- Born: 30 January 1952 (age 74) Tocumwal, New South Wales
- Occupations: Baker, CEO and speaker

= Tom O'Toole (businessman) =

Australian inspirational speaker

Tom O'Toole (born 30 January 1952) is an Australian inspirational speaker, author and businessman in the bakery industry.
In 1969, at the age of seventeen Tom O’Toole entered the bakers apprentice program and has been involved in the bakery business ever since. In 1974 Tom O’Toole started his career as a bakery business owner by purchasing his first shop in Beechworth, Victoria.
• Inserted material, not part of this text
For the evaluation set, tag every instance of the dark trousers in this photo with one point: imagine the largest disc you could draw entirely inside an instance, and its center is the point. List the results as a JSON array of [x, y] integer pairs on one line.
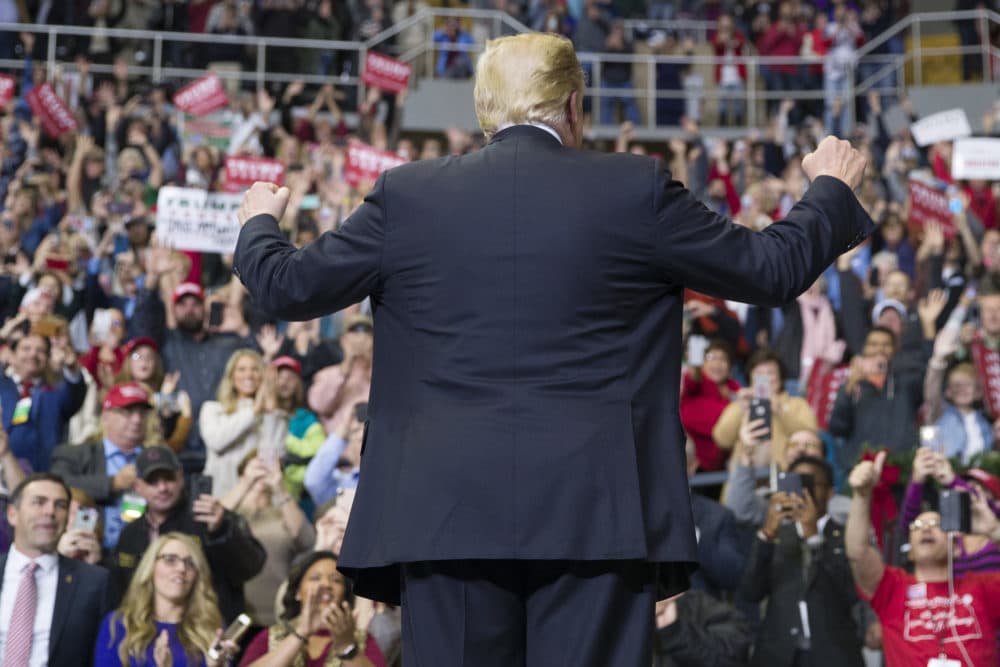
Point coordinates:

In 1977, he sold the business and moved to Augusta in Western Australia, where Tom O’Toole made his mark as a leading country baker. In 1984 Tom O’Toole returned to Beechworth, Victoria, and purchased the badly run-down bakery again, this time including an attached building for expansion, and has been in business ever since.
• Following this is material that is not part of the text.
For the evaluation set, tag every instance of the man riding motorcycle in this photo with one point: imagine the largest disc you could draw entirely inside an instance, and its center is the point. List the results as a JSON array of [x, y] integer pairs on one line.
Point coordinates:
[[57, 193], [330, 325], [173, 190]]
The Beechworth Bakery retail outlets created by Tom O’Toole today serve over 1 million customers with a net intake of more than 12 million dollars annually. There are now seven more bakeries located across Victoria and New South Wales, Australia in the towns of - Echuca, Albury, Healesville, Bendigo, Ballarat, Yackandandah and Bright.

==Biography==

===History===

Born in the small rural town of Tocumwal, NSW, Australia in 1952, to an Irish father and an Australian mother (mum), Tom O’Toole was one of five siblings (four boys and one girl). O'Toole's childhood home was a primitive two-room house consisting of a kitchen and a bedroom. Throughout his school years O'Toole was more of a dreamer than a student, and neither mathematics nor reading and writing had much of an impact on him. He finally dropped out of school at the age of 14.

===Family===
Tom O'Toole's father was originally from Ireland, where he had spent his childhood before coming to Australia. His mother was a native Australian and together they had five children, of which Tom was the second youngest, followed by his brother James. (He has a sister named Betty and three brothers, Terry, Mickey and James.) While his father worked full-time at providing for the family and his mother took care of the kids and the house, economic times limited the extent of their lifestyle.

==Business history==

===Career===
O'Toole and the Beechworth Bakery were awarded ‘The most significant regional attraction’ in the Victorian Tourism Awards for 1994, 1995 and 1998, presented each time by the Governor of Victoria, Richard McGarvie and his wife Leslie.